Council considered the 18 Grant-in-Aid requests received for this year, almost all of which comprised free use of the Memorial Hall for periods lasting from three hours (the Clinton Legion’s Remembrance Day service) to 40 evenings (three hours each Tuesday for the Mill Girls Follies practices). Mayor Susan Swan noted that although there was a request from the Clinton Annual Ball for use of both the Memorial Hall and the village meeting room, organizers of the ball have decided there will be no event again this year.
The total in-kind value of all the requests for facility use (including the Clinton Annual Ball request that was subsequently withdrawn) is calculated a $11,250. The booking administration fee, liability insurance requirements, associated equipment, and janitorial services are not included, and will be the responsibility of each user group.

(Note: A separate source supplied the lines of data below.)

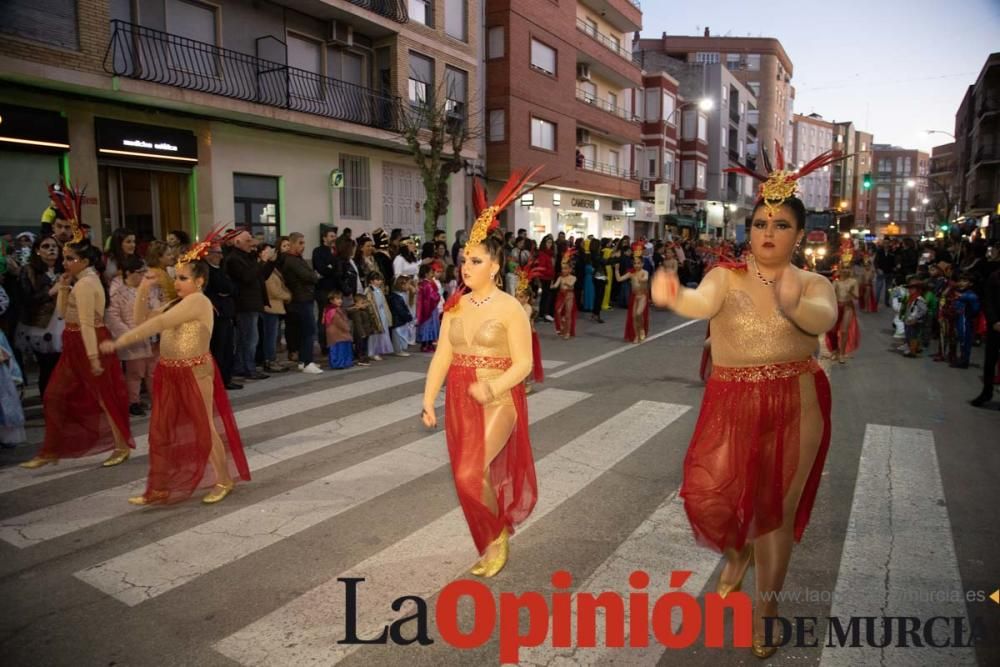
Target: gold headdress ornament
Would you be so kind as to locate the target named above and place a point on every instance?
(68, 203)
(779, 185)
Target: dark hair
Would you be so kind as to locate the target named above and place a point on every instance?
(131, 264)
(795, 205)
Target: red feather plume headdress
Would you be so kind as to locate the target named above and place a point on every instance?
(780, 184)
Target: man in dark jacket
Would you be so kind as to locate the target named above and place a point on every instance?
(248, 273)
(300, 279)
(219, 291)
(323, 262)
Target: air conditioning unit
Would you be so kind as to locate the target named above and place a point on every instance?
(339, 34)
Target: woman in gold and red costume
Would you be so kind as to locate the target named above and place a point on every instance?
(86, 401)
(192, 425)
(485, 351)
(754, 462)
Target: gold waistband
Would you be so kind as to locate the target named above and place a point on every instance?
(475, 361)
(186, 363)
(764, 373)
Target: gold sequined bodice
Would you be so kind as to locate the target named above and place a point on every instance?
(186, 340)
(743, 335)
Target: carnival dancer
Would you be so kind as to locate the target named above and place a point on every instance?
(637, 322)
(566, 297)
(845, 337)
(85, 403)
(192, 425)
(525, 275)
(754, 463)
(485, 352)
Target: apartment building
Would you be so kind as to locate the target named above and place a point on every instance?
(560, 92)
(180, 114)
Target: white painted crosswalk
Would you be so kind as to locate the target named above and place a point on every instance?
(305, 631)
(183, 557)
(13, 477)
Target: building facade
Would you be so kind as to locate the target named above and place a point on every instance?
(900, 190)
(812, 136)
(760, 64)
(180, 114)
(560, 92)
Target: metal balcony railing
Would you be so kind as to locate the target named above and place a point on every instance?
(142, 53)
(590, 98)
(605, 41)
(607, 169)
(391, 9)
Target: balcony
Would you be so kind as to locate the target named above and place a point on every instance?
(142, 53)
(607, 42)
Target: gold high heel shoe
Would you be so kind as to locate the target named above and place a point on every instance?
(218, 492)
(117, 457)
(38, 462)
(724, 589)
(490, 567)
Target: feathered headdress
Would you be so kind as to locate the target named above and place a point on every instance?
(778, 185)
(68, 203)
(486, 215)
(200, 249)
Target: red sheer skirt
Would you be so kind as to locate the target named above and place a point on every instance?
(745, 451)
(566, 310)
(853, 332)
(537, 371)
(181, 434)
(630, 332)
(512, 472)
(76, 424)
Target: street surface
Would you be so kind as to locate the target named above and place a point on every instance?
(348, 483)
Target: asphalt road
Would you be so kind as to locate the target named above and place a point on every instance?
(348, 484)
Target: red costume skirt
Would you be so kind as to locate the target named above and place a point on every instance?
(512, 472)
(745, 451)
(75, 423)
(630, 332)
(853, 333)
(537, 371)
(561, 298)
(180, 438)
(869, 303)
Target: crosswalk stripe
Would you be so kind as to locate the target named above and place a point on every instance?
(55, 521)
(661, 543)
(305, 630)
(185, 556)
(899, 552)
(13, 477)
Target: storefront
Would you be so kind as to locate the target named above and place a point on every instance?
(33, 148)
(147, 178)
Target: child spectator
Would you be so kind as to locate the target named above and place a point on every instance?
(338, 332)
(140, 359)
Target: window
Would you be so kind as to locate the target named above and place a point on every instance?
(256, 204)
(422, 11)
(456, 86)
(498, 122)
(456, 20)
(494, 42)
(355, 197)
(543, 134)
(421, 78)
(687, 174)
(543, 57)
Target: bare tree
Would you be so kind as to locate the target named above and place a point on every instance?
(435, 132)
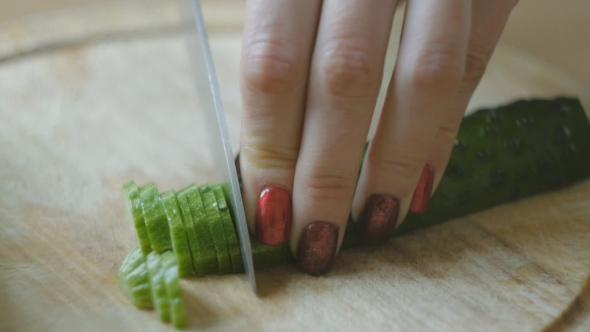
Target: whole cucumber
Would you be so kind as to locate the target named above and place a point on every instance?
(500, 155)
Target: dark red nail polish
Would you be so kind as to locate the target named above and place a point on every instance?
(423, 190)
(378, 219)
(317, 247)
(273, 216)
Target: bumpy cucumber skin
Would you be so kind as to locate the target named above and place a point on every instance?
(155, 218)
(230, 231)
(175, 299)
(134, 279)
(206, 246)
(158, 285)
(515, 151)
(191, 235)
(501, 155)
(180, 245)
(131, 193)
(216, 228)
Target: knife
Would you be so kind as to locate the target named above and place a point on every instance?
(219, 139)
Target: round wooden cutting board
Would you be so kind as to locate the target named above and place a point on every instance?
(95, 96)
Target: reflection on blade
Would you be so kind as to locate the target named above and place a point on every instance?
(219, 139)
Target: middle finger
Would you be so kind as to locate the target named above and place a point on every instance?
(346, 72)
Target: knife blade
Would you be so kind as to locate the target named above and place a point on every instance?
(219, 140)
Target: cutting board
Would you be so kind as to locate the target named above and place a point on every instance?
(92, 97)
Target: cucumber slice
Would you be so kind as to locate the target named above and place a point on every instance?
(189, 227)
(158, 285)
(177, 234)
(134, 279)
(216, 228)
(155, 218)
(206, 246)
(230, 230)
(175, 299)
(131, 192)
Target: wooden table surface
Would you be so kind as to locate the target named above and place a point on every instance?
(93, 97)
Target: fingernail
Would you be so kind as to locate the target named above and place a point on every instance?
(317, 247)
(423, 190)
(378, 219)
(273, 216)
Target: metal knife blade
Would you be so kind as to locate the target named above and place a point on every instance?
(220, 144)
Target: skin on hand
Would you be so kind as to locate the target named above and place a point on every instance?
(310, 74)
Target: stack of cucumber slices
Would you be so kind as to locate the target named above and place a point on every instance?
(511, 152)
(180, 234)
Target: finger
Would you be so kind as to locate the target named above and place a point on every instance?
(487, 23)
(427, 75)
(277, 47)
(346, 73)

The applications are usually received and assessed by the Spirit of Clinton committee. However, that group has not met for two years because of COVID-19, so this year’s requests have fallen to council to approve.
Coun. David Park said that some of the requests for use seemed excessive, singling out the Mill Girl Follies as an example. Swan said that the group traditionally provided free entertainment at the village’s Canada Day event, adding that if a paid user wanted to rent the hall on a Tuesday evening, that user would take precedence.
Coun. Christine Rivett said she understood what Park was saying, but that she would rather see the Memorial Hall used than have it stand empty. Park agreed, saying that the community hall is for the community and that people have been cooped up for two years, but noted that the village is trying to raise money, and that this might be something to look into in the future.
Cross Connection bylaw
Council considered a new Cross Connection bylaw, which will require every house and business in Clinotn to install, at their own cost, a mechanism to prevent backflow that could contaminate the municipal water supply. Interior Health requires the village to have a Cross Connection Control program in place as a condition of its permit, and Chief Administrative Officer Murray Daly said that while there will be a cost attached to installing backflow preventers or whatever else is needed, the village must have these measures in place.
He added that the village has not found a grant that will cover putting the preventive measures in place. The cost will vary depending on the building in question and the measures needed for each one.
While council acknowledged the necessity of adopting these measures, there was considerable discussion about the proposed deadline of January 2023 for full compliance, with Park noting the lack of contractors in the area who can carry out such work and wondering if 10 months is long enough for people to get the necessary work done. Daly pointed out the need to have some sort of deadline, adding that the bylaw can be amended if more time is needed. He also noted that while it was unlikely that every residence in Clinton would have the measures in place by January 2023, the more pressing concern was ensuring that larger, higher-risk properties come into compliance as soon as possible.
Council gave first three readings to the bylaw, after changing the implementation date to Jan. 1, 2024 subject to final approval. Daly explained that once the work is done, each property will need to be inspected and certified; commercial buildings will then be subject to an annual inspection.
Swan asked if it was possible for the village to purchase the necessary hardware in bulk, but Daly said requirements will vary too much according to what is needed for each property to make that feasible.
The next meeting of Clinton council is on Wednesday, March 9 at 7 p.m.